On se battit des deux côtés avec une ardeur incroyable ; mais la victoire ne pouvait être long-temps indécise. Les Spartiates plièrent, et les Thébains, après avoir rompu le centre, prirent les deux ailes à revers et culbutèrent toute l’armée, comme l’avait prévu Épaminondas. On sait que ce fut au moment de son triomphe que ce grand homme fut frappé d’un javelot dont le fer lui resta dans la poitrine, et qu’il mourut deux heures après, léguant à la postérité ses deux filles immortelles, Leuctres et Mantinée.

Avec Épaminondas s’évanouit la gloire des Thébains. Aucun général avant lui n’avait développé des connaissances militaires aussi profondes. L’admiration redouble quand on songe que ses troupes exécutaient les manœuvres les plus compliquées avec une précision que devait bien difficilement permettre l’ordonnance en phalange telle qu’elle existait alors. Il lui fallut peut-être changer toutes les dispositions connues jusqu’à lui. Sa cavalerie s’avançant sur un front très étroit et se déployant ensuite pour laisser manœuvrer les troupes légères qu’elle cachait pour ainsi dire ; sa colonne d’infanterie qui en marchant se double par section de droite et de gauche, et qui, garantie par les sages dispositions de sa cavalerie, arrive au centre de l’ennemi sans que celui-ci, étonné d’une manœuvre qu’il ne comprend pas, ait pu évaluer les forces qui vont l’écraser, ni prendre les précautions pour s’en défendre, sont des mouvemens de grande tactique qui étonnent encore aujourd’hui les personnes les plus versées dans la science si difficile des combats.

Cependant un écrivain justement estimé par les lumières qu’il a souvent portées sur les questions les plus difficiles de l’art militaire, Guibert, n’a pas craint d’avancer dans un avant-propos célèbre qu’un bon major de son temps conduirait les manœuvres de Leuctres et de Mantinée aussi bien qu’Épaminondas. Guibert, si grand admirateur de Frédéric II, n’ignorait pas que les plus beaux succès de ce prince sont dus à l’emploi qu’il sut faire de l’ordre oblique imaginé par le capitaine Thébain ; et l’on peut voir dans le Traité des grandes opérations du général Jomini, que la bataille de Lissa entre autres fut donnée sur les principes développés dans ces deux journées célèbres. Aussi le général Lamarque ne craint-il pas de dire qu’Épaminondas eût conduit la manœuvre de Lissa avec autant de succès que Frédéric.

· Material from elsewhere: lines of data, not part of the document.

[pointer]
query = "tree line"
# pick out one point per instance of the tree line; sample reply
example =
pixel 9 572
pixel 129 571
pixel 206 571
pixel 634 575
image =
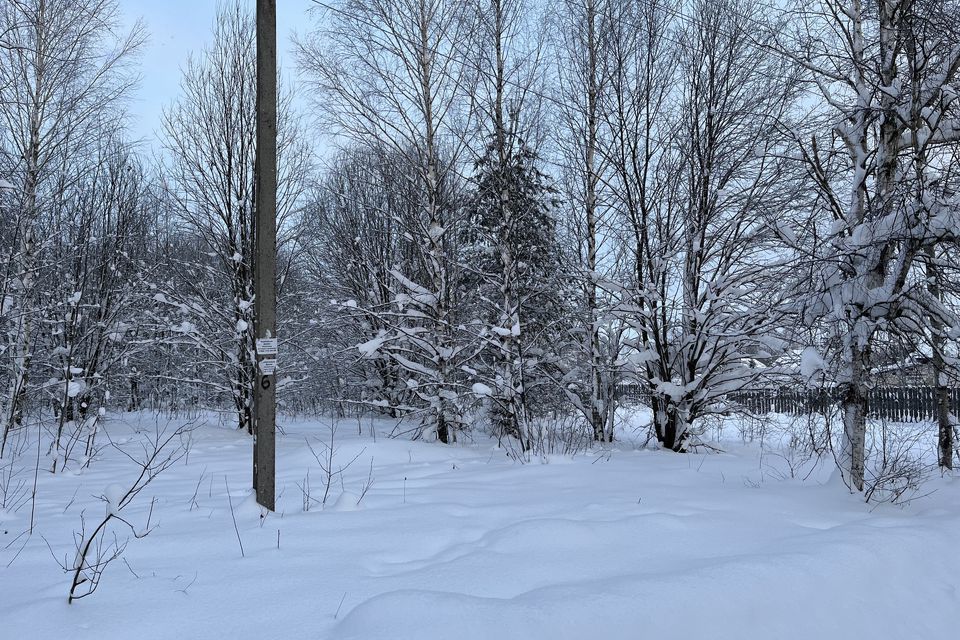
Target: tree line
pixel 530 204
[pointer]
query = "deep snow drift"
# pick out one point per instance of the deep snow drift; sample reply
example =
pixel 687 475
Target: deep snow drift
pixel 433 542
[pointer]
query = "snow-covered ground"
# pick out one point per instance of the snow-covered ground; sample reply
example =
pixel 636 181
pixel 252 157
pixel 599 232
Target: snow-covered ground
pixel 462 542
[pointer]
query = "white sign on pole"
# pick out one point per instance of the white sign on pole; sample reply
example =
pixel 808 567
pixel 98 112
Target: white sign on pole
pixel 267 346
pixel 268 367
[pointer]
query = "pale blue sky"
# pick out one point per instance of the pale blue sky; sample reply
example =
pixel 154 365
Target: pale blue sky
pixel 176 28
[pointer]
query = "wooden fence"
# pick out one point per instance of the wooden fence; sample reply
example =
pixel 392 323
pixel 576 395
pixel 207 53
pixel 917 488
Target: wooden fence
pixel 896 404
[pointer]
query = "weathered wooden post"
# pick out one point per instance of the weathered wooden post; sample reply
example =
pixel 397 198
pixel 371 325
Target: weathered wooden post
pixel 265 256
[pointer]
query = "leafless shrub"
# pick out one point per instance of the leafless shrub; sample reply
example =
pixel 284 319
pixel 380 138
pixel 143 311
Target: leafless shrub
pixel 330 470
pixel 97 547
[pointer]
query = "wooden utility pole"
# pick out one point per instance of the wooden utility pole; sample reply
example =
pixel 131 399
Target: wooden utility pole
pixel 265 258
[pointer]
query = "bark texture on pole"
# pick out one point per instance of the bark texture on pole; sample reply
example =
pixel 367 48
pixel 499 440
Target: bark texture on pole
pixel 265 232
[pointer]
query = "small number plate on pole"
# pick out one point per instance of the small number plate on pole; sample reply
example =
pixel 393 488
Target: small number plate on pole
pixel 267 346
pixel 268 367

Dans cette bataille, Frédéric II sut habilement profiter d’une lisière de hauteurs qui couvrait une partie de son armée, et lui permettait d’affaiblir sa gauche et son centre sans que l’ennemi s’aperçût du mouvement. Toutefois, il commença par menacer la droite des Autrichiens qui était leur partie faible, jusqu’à ce qu’ils s’y renforçassent de leurs meilleures troupes, aux dépens de leur gauche qu’ils regardaient comme assez fortifiée par la nature du terrain. Frédéric avait à peine trente-cinq mille hommes contre soixante mille. L’élite de ses colonnes fila vers sa droite, tandis qu’à l’aile de l’illusion produite par les hauteurs, il tenait en échec la droite et le centre des Autrichiens. L’aile gauche du prince Charles fut prise à revers et culbutée en moins d’une demi-heure.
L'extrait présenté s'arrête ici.